The obstetrical decision to deliver this patient by cesarean was based partially on the biophysical profile score of 4 of 10, which frequently indicates fetal asphyxia (17). Although it is possible that the midazolam and fentanyl given before the EBP may have contributed to the initial nonreactive fetal tracing, the doses used were limited and would have been expected to dissipate, especially over the entire time course before the cesarean delivery. In addition, although reduced biophysical profile scores have been shown after the maternal administration of opioids (18), this is usually due to larger amounts of medications given in close proximity to the examination. The persistence of the nonreactive fetal heart tracing until the time of delivery confirmed the obstetric decision to deliver in an operative fashion.

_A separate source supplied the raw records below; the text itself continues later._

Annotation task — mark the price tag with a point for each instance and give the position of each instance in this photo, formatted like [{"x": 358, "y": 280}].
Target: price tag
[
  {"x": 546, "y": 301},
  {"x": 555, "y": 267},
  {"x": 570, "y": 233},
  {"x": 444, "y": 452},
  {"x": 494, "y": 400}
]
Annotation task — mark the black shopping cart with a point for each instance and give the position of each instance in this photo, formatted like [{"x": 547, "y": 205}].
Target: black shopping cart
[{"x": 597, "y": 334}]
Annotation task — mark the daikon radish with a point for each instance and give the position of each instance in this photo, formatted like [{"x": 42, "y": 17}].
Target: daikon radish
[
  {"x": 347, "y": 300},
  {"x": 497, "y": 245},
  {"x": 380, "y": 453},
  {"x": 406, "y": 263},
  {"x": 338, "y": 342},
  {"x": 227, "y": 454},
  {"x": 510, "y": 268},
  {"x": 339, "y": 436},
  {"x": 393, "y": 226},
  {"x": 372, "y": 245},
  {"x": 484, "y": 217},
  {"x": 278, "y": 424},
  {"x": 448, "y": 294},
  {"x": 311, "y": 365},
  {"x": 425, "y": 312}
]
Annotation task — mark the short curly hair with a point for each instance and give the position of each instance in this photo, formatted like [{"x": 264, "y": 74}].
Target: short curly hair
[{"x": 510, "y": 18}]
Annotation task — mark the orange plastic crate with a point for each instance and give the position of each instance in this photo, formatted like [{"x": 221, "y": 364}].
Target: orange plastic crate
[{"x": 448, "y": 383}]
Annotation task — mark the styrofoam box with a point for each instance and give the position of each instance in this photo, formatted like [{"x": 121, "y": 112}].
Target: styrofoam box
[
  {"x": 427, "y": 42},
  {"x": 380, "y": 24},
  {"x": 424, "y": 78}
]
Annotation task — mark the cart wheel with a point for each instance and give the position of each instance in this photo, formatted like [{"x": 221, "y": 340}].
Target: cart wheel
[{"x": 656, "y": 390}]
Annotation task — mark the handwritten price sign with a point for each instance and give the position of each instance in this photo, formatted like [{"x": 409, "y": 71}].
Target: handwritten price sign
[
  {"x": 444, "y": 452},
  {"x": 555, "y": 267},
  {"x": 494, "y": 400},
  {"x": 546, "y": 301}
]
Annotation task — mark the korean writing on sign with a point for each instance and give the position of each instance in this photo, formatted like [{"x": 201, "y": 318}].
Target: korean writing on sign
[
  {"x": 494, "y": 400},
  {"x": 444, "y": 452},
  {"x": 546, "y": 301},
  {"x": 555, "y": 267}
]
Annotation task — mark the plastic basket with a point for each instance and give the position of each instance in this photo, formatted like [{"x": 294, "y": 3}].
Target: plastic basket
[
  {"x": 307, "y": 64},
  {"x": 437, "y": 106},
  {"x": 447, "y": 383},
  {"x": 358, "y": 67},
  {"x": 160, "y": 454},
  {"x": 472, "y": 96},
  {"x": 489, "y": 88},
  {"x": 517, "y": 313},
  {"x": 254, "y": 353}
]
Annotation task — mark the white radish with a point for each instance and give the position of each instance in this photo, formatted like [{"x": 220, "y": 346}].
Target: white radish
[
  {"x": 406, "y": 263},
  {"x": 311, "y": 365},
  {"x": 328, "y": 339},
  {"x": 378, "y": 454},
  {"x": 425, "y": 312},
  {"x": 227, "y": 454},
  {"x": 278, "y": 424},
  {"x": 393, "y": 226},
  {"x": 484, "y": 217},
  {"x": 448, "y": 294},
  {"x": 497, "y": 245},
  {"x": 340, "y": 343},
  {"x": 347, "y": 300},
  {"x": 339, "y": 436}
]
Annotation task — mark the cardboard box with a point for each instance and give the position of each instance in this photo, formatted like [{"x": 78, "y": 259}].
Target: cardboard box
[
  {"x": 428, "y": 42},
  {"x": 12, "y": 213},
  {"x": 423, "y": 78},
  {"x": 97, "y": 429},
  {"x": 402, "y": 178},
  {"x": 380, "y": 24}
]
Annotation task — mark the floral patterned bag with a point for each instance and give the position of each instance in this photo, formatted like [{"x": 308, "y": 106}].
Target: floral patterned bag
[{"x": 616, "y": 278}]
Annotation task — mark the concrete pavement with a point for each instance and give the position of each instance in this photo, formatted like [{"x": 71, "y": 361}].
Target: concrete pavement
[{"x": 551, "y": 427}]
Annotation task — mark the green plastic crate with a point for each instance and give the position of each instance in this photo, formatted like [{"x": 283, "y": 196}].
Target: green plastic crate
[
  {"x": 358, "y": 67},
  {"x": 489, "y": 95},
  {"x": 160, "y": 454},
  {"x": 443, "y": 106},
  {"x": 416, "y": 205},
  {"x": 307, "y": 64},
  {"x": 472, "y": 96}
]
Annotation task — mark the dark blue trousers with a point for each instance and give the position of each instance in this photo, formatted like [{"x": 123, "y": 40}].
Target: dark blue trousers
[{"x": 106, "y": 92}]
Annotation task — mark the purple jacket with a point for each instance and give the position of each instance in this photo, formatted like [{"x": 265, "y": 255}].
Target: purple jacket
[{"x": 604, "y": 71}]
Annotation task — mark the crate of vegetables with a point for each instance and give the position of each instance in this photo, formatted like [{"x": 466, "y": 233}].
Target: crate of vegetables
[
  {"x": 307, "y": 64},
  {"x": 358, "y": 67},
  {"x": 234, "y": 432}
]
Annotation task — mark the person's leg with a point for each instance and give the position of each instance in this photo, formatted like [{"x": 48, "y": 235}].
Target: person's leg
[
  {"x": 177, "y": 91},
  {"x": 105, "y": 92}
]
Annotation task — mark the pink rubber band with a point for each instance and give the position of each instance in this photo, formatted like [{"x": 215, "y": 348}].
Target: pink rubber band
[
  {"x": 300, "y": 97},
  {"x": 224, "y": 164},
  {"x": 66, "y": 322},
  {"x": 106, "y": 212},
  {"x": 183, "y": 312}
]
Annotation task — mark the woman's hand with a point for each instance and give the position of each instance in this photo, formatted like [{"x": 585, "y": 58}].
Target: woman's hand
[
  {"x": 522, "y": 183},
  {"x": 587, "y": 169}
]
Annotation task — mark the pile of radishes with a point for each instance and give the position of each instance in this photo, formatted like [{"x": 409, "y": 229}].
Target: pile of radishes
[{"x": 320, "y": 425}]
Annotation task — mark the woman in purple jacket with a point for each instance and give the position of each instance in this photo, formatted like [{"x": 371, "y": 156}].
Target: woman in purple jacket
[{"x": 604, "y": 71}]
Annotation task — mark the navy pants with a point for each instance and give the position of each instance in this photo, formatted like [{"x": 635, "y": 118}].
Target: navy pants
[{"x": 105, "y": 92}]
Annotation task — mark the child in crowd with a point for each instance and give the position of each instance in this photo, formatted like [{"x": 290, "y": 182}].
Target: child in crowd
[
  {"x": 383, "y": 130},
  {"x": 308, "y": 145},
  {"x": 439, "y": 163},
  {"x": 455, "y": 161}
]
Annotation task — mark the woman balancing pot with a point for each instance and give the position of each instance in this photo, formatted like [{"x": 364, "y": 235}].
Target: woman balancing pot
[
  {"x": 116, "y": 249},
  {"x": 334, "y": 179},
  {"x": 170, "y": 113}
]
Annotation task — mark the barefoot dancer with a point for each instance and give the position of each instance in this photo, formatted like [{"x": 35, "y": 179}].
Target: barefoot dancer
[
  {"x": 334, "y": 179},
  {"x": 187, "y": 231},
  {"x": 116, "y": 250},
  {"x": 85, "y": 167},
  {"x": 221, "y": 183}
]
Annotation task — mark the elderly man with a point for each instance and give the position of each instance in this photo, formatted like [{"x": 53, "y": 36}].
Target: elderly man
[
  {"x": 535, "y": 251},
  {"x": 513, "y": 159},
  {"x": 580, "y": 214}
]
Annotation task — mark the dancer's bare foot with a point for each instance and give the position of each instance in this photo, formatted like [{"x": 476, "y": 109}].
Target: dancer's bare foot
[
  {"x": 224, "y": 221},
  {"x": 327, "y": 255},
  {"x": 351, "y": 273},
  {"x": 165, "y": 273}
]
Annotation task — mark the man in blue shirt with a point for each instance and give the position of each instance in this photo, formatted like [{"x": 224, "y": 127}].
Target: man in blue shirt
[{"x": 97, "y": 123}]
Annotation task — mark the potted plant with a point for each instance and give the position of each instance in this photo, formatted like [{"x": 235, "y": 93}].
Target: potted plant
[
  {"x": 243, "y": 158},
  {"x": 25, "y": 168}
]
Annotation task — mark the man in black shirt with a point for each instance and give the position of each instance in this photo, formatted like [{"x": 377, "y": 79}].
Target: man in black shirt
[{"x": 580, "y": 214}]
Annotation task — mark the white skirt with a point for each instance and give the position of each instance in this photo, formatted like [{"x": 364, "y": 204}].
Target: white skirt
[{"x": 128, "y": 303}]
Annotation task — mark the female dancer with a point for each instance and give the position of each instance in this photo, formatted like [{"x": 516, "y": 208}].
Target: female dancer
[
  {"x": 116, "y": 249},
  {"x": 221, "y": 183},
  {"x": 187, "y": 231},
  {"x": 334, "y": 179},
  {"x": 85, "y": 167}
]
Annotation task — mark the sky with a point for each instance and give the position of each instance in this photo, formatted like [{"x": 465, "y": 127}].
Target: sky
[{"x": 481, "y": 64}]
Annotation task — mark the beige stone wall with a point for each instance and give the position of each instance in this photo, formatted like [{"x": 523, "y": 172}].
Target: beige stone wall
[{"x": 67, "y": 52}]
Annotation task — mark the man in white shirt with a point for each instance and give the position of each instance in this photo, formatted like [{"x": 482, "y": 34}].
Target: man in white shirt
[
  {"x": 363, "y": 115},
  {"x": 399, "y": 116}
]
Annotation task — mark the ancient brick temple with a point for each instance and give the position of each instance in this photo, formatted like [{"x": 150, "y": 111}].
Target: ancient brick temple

In conclusion, we report the first case of successful spinal anesthesia for cesarean delivery shortly after an EBP for the treatment of a PDPH. Although our report represents the outcome of only a single patient and the consideration of anesthetic options soon after the administration of epidural medications or blood should occur on an individual basis, we believe that a spinal anesthetic can still be considered a viable and safe option in this setting.